Scene & Heard: Backbone, Green School raise the call for Snake River dams breaching

Discussions over the dam’s fate reach far and wide.

A couple dozen kids and adults turned out on Thursday, Oct. 12 at the island’s north-end ferry dock to ask motorists for support in the fight to breach Eastern Washington’s Snake River dams.

The folks with Backbone Campaign, a local progressive action organization, and students from the outdoor Green School, who have been learning about salmon and other local native animals, held banners and waved homemade signs, passed out flyers and asked drivers to call policymakers — all in solidarity with Indigenous People’s Day (Oct. 9) and Orca Recovery Day (Oct. 14.)

The four dams on Washington’s Snake River are used for flood control, barging, agriculture and irrigation, but they also inhibit the flow of endangered salmon, which critically nourish the ecosystem of the Pacific Northwest and play a central role in Indigenous culture.

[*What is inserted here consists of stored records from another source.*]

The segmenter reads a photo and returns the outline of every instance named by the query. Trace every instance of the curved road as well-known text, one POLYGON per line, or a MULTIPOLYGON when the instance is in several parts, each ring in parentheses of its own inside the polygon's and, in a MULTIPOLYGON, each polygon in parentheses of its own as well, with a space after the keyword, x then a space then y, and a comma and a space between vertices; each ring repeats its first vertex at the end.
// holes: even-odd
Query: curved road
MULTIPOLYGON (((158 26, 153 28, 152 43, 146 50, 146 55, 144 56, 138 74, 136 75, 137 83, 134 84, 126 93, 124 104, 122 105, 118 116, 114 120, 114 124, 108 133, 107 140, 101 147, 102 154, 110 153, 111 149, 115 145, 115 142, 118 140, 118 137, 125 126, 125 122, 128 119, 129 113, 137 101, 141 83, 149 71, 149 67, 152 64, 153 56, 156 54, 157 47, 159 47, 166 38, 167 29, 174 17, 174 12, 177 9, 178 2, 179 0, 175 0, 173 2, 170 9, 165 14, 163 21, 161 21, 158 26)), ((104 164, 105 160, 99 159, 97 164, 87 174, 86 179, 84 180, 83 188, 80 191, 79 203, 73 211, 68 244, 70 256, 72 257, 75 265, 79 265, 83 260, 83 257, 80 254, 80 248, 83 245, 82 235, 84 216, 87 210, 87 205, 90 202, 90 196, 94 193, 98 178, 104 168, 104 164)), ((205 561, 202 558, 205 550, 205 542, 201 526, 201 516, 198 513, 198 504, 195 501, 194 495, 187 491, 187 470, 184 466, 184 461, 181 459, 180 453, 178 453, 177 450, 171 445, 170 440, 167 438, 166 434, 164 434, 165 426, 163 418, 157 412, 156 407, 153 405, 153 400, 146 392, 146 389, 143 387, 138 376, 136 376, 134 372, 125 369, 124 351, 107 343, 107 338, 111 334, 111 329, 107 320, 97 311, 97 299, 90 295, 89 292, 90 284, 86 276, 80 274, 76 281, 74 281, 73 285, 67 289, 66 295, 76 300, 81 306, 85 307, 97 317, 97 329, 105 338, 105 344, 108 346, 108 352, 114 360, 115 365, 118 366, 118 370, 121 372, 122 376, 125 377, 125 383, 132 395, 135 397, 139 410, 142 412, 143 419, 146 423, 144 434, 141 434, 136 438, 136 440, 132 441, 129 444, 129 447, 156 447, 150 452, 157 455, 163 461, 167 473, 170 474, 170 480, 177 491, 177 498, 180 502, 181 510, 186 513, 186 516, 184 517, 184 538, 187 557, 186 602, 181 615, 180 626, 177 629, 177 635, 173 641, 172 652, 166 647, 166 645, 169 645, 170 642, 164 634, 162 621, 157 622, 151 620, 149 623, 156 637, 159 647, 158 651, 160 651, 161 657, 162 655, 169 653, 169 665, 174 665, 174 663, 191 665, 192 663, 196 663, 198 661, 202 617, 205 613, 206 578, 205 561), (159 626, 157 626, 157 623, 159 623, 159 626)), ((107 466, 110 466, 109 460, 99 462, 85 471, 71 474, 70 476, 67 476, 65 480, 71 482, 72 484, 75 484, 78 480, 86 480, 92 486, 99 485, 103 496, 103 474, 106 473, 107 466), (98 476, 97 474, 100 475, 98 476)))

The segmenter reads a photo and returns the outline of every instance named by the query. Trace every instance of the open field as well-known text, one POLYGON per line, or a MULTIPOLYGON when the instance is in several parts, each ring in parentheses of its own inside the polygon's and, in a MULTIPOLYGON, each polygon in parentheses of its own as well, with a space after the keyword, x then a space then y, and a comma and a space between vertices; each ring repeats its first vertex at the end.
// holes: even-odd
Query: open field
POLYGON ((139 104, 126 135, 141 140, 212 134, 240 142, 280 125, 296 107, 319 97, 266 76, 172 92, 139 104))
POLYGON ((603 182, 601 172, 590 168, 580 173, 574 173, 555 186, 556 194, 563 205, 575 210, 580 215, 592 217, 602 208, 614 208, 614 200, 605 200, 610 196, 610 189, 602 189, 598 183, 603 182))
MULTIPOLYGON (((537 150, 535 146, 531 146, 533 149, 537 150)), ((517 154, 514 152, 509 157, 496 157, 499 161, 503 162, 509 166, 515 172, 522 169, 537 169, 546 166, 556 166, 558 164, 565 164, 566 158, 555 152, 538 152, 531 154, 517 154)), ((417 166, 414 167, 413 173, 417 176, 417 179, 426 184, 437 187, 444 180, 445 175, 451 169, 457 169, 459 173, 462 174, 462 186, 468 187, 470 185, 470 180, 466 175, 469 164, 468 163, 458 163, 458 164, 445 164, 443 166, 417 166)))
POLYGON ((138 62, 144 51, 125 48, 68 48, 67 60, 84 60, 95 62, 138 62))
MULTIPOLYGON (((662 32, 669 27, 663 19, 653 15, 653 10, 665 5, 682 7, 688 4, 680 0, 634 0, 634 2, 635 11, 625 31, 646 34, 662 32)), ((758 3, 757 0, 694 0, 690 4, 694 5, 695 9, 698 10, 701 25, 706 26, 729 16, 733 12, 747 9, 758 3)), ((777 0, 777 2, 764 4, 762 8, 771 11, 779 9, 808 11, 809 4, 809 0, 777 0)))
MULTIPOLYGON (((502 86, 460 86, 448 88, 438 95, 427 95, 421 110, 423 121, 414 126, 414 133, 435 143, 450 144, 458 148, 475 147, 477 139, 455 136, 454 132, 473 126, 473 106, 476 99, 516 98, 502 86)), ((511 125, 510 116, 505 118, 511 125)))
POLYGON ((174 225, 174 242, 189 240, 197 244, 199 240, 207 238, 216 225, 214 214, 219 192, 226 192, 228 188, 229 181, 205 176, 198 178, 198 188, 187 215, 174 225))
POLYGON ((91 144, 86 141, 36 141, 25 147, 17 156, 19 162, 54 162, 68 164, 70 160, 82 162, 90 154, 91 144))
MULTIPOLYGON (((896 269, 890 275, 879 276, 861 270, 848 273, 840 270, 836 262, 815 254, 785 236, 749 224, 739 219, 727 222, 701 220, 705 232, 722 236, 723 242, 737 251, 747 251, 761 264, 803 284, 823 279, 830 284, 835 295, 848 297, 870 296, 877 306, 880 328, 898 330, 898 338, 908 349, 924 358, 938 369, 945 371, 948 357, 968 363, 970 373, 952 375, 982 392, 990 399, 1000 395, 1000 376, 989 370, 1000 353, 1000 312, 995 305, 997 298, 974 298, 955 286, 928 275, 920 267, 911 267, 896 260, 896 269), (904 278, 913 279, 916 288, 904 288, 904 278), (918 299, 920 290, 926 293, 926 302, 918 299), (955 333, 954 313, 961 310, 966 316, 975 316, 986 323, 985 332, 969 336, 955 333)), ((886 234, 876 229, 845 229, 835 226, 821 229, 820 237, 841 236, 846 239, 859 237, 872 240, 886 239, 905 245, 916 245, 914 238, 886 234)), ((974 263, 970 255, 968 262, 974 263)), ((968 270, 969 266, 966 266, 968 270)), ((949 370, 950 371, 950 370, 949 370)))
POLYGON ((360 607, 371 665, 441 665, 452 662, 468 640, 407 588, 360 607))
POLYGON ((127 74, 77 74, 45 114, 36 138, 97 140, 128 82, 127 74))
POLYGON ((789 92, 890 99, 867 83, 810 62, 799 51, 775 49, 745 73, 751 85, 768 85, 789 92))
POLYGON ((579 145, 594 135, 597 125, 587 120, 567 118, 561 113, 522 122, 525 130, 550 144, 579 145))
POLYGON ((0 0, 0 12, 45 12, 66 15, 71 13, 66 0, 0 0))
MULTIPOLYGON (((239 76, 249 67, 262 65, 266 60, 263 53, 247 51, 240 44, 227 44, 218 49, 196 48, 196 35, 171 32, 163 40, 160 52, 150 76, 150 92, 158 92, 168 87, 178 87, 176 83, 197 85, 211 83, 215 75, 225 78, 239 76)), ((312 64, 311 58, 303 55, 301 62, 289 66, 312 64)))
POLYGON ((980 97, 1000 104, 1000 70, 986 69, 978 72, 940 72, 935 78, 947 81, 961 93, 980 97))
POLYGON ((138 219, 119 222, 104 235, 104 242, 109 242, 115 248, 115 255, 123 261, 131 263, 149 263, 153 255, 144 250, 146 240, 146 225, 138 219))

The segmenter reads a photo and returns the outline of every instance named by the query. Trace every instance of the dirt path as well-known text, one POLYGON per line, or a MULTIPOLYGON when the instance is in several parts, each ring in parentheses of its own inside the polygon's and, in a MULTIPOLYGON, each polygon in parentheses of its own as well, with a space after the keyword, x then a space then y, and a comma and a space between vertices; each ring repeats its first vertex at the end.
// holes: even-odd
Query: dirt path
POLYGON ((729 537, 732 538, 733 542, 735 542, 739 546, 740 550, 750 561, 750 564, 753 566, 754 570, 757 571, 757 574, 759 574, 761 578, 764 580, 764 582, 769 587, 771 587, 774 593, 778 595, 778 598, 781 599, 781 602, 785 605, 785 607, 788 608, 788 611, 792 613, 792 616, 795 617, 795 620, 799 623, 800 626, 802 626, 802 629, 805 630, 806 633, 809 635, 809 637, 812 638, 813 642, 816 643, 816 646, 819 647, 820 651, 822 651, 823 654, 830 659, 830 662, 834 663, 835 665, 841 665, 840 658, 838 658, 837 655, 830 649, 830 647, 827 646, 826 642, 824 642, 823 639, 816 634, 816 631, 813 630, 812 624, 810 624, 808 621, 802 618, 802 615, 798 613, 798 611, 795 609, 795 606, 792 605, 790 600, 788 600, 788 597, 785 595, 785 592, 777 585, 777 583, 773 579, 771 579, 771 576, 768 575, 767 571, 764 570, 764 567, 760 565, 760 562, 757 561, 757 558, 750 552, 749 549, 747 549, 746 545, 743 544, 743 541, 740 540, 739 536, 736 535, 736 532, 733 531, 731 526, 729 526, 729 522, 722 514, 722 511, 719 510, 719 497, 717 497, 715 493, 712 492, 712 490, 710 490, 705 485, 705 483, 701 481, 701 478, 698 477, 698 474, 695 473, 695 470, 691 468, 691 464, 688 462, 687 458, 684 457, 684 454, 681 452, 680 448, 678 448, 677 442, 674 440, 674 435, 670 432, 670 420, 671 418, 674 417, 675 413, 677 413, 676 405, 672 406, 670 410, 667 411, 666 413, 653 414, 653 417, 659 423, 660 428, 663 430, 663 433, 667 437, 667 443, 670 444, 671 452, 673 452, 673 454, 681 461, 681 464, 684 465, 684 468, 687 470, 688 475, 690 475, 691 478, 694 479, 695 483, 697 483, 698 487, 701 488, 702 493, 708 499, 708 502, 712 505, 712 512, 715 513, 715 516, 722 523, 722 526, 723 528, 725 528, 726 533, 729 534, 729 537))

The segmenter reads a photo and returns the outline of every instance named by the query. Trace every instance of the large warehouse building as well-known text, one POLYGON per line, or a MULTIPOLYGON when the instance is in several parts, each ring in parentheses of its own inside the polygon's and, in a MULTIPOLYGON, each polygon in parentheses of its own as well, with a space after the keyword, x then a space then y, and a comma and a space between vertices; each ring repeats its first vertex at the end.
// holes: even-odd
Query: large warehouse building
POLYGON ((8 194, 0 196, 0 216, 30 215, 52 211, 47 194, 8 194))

Proponents of breaching say it’s the best shot salmon have at making a comeback, without which extinction is likely — and part of keeping the government’s promise to the tribes. Critics say measures like spilling more water at the dams would help the fish, and that the dams are needed to support Washington’s farmers.

However, discussions over the dam’s fate reach far and wide due to the broad ecological and economic effects of the decision.

Islanders have been involved in advocacy to remove the dams for years, including those involved in the Backbone Campaign’s efforts as well as those working with the Seattle nonprofit Save our Wild Salmon, led by long-time islander Joseph Bogaard.

Last week wasn’t the first time that Green School students have shown up on the dock to call for the removal of the dams.

“We’re … trying to support the 61 tribes that have called for breaching the dams,” said Dana Schuerholz, founder and lead teacher of the Green School. “And also because we love salmon and Orca, and we know they’re keystone species. … We are in a dire situation, and extinction is forever. Once they’re gone, they’re gone.”